I was telling Brendan about someone I knew in a previous parish. She had been a successful real estate agent. Her business kept her from regular attendance on Sundays. Her poor health forced an undesired retirement. Sickness also continued her absence from Sunday worship. But since she was forced to slow down, I could at least go visit her.
During one of my visits she said, “Just feel so useless. I can’t do anything.” I responded, “You can pray. And there’s nothing more important than that.”
I think I told her the truth. Prayer is one of the principal human tasks. It’s central to everything. I trust that idea might be difficult to adopt for some, especially for any who have cultivated a career with more zeal than cultivating contemplation.
I shared this story with Brendan in the midst of a discussion about end of life issues. I was focusing Wendell Berry’s essay title “What are People For?” with special reference for the sick. “What are Sick People For?” Prayer, I thought, was a suitable answer.
Hearing my story Brendan immediately responded, “She doesn’t have to do anything. She glorifies God simply by existing.” I wanted to argue. Then I realized I shouldn’t. He was right.
That moment helped me sense how uncritically I had adopted an anthropology that reduces people to what they do. We meet people and want to know who they are. We often ask, “What do you do?” That may be an interesting subject, but the real question we have for most new people is simply, “Who are you?” (or as my toddler would ask, “What is that his name?”).
Another evaluative procedure for new relationships is observation. We look at someone’s stuff: clothes, accessories, technology (i.e. smartphone or tablet of preference), or vehicle. I’m part of this problem, too. I’m trying to repent. This problem reduces people to what they purchase, what they consume.
Demographics, metrics, economics, institutions, and governments define us and classify us as producers—what we do—and consumers—what we buy. We are reduced to our aptitudes and appetites.
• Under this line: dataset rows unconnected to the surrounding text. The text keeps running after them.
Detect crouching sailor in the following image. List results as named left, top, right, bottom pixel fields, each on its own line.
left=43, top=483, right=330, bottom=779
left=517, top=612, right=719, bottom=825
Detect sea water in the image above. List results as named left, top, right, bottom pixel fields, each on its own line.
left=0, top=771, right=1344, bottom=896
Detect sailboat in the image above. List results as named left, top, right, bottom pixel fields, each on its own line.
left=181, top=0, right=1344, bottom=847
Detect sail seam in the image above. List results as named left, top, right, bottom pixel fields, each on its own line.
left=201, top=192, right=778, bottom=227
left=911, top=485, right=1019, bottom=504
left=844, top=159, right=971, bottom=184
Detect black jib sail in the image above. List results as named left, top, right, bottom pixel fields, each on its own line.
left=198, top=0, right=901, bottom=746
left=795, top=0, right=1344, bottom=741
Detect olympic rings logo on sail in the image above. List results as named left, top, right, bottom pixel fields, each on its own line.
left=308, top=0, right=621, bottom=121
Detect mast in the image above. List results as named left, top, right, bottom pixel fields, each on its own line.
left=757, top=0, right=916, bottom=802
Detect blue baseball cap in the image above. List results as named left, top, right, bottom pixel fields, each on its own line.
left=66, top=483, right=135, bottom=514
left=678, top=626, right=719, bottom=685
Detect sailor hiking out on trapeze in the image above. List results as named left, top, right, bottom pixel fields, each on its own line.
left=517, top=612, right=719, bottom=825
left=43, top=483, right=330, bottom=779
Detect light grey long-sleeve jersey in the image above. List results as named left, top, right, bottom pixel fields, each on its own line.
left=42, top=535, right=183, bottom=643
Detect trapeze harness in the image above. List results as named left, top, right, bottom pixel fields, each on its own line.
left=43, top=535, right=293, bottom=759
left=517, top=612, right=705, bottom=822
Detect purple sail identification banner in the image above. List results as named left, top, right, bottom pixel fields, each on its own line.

The problem with this approach is its tendency to dehumanization. We have aptitudes and appetites, but we are more than these.
One of Dallas Willard’s aphorisms is an apt remedy. “You are an unceasing spiritual being with an eternal destiny in God’s great universe.”
Change the pronoun from second person to first, and that statement can be a great help in the department of motor vehicles, the tax office, or a mega mart.
We are, each of us, “unceasing spiritual beings.” And those who are in the Church—the Body and Bride of Christ, the sphere of profound engagement with his Kingdom—are especially among those who have “an eternal destiny in God’s great universe.”
That destiny begins now, where we are and as we are. This is, in the spirit of this series, part of what I take to be the hope that Christian disciples offer our world. This hope, this destiny, is possible because of unfettered access to the God and Father of our Lord Jesus Christ.
Paul famously writes in Galatians 3:28, “There is no longer Jew or Gentile, slave or free, male and female. For you are all one in Christ Jesus.” There is much in this verse that can’t be covered here. Stuck in my mind is Fr. Thomas Hopko’s remark on this passage: “In Christ, a female Gentile slave has the same relationship with the God of Israel that a free Jewish male has.”
Division of labor, distribution of gifts, and exercise of authority are contorted and controverted issues in the church as we continue to wrestle with Paul’s idea. There has to be an “in crowd,” right?
I’d like to go on from here. Just like I wanted to argue with Brendan, I want to argue for my favorite theories of division of labor, distribution of gifts, and the exercise of authority. But I won’t.
I sense a profound need to stop, wait, and stare in staggering amazement at the blunt fact that we exist. We exist as an intelligent portion of God’s creation. We can know that we exist. To this knowledge we can add faith, hope, and love and come to thank God for our existence. “I will praise the Lord as long as I live; I will sing praises to my God while I have being” (Ps. 146:2).
From this most common of all grounds we can, together, male and female, continue to give thanks that we can call the God and Father of our Lord Jesus Christ, “Our Father.” Both words are important. We are allowed familial access to the Jewish Messiah’s God and Father. That access comes from within the family. We have it personally, but not singularly.
Existence and access: these are two aspects of an expansive equality in which in which we stand and from which we can honor and bless our differentiations and distinctions. These, too, come from God.
And they point us back to God, in a rich, symphonic diversity of praise through Christ, with Christ, and in Christ. To him be glory forever, amen.